Birds in the Gardens

Jim Norris
2022-12-01

Kaka at Bason Gardens!

If you want to cause excitement in a bunch of birders, a very good start would be to spread the story of a New Zealand Kaka having been sighted at Bason Botanic Gardens. One of the members of the local Camera Club happened upon and photographed, a Kaka feeding on the buds in a deciduous tree at the Gardens on 16 June 2022.  News rapidly spread among those of us who like to study and photograph the local birdlife.

Bason Gardens is a stunning local botanical garden that was opened in 1982.  It was not at the outset, much more than pasture that had been running deer.  The Council and a group of keen horticulturalists were determined to develop it into a public botanical reserve.  When I first visited in 1983, my immediate reaction was ‘What a bunch of dreamers!’  Now I regularly, and silently, eat humble pie as I see the wonderful result of both their dedication and the huge amount of effort that has resulted in a Botanic Garden where the public can visit, barbecue, picnic, play informal sports and watch the wide variety of plant and birdlife that have now established in the woodlands and the wetlands.

So back to the kaka:  Being very keen to get myself a photo of a local Kaka, by 4 July I had been out to Bason Gardens searching for six days in a row.   At least four other Whanganui bird photographers had also been doggedly searching the areas of known sightings and any likely trees without any satisfaction.   Bird photography can be frustrating, but at least these speculative trips are close to home and we can easily try, and try again.

The Kaka does seem to enjoy the gardens and had been seen by the staff several times. Annoyingly, once was at 10.30am not long before I arrived that same afternoon.  On 29 June I heard a Kaka behind the Banksia trees, where the road dips down to the Boothby Fern House.  I couldn’t get a visual on the bird and it may have been over the ridge where the Native Plants track winds down to a wetland.

Later, on 5 July, one of the workers recorded a video of a Kaka in the Banksias at the northern end of the reserve, and on 10 July, Phil Thomsen saw one fly into a tree behind the homestead.   There was then, at least one bird continuing to frequent the gardens and there were two birds sighted in several of the early sightings.  There was no doubt that we would keep trying for a photo of these elusive and intriguing native parrots.

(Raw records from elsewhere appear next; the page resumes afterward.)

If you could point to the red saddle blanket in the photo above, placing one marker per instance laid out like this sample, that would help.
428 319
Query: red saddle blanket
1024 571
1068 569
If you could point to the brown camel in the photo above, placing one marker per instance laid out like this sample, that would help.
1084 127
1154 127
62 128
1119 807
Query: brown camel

It’s not all bad news.  In this now well developed Botanic Garden, there are many bird species that can be enjoyed.  While I have been looking for Kaka, I have seen many tiny grey warblers feeding in the Banksia integrifolia above the Kowhai Bank.  They are a difficult bird to photograph, as they constantly dart about gathering insects and nectar.   That’s when the bully boy Tui arrive.  They come from everywhere, determined to protect their perceived right to the sweet nectar in the new flowers.  The grey warblers are quickly harassed out of the trees, as are the many silvereye who also like their chances with a ready supply of nectar.

Across the roadway, a hungry kereru was lunching on his fresh green salad, by systematically stripping the new leaves from young kowhai.  I feared that the young trees were rapidly losing their life-giving foliage but I guess nature is in control of the subtle balance of our native birds and trees.

During my excursions, I encountered a charm of 35 goldfinches in the Arboretum and as is often the case, a harrier hawk was circling above, much to the consternation and panic of the rock pigeons that are everywhere.  Magpies also, are common in many areas and Denis Glover’s ‘Quardle Oodle Ardling’ can be heard throughout the Gardens.  Below the Millennium Hill, I was trying unsuccessfully, to get the portrait of an eastern rosella as it sat and watched me, laughing from his dark tree that he immediately left, having decided I had come close enough.

Beside a couple of the barbecue installations there are lots of planked seating where one can watch the mallard ducks, paradise shelducks, grey teal, and Australian coots that abound in the Lake.  One of two black swans was gathering nesting material just in front of the Tea House, so cygnets would be a sight soon enough.  I have seen pied shags fishing, and black shags with a little black shag roosting in the poplars above this peaceful picnic spot.

The plantings make this a delightful garden where the range of planted areas mean that most people will be able to find a place that is a pleasure to relax in and a joy to just sit and gaze.  Just feel free to let me know if you sight that very annoying and equally elusive kaka!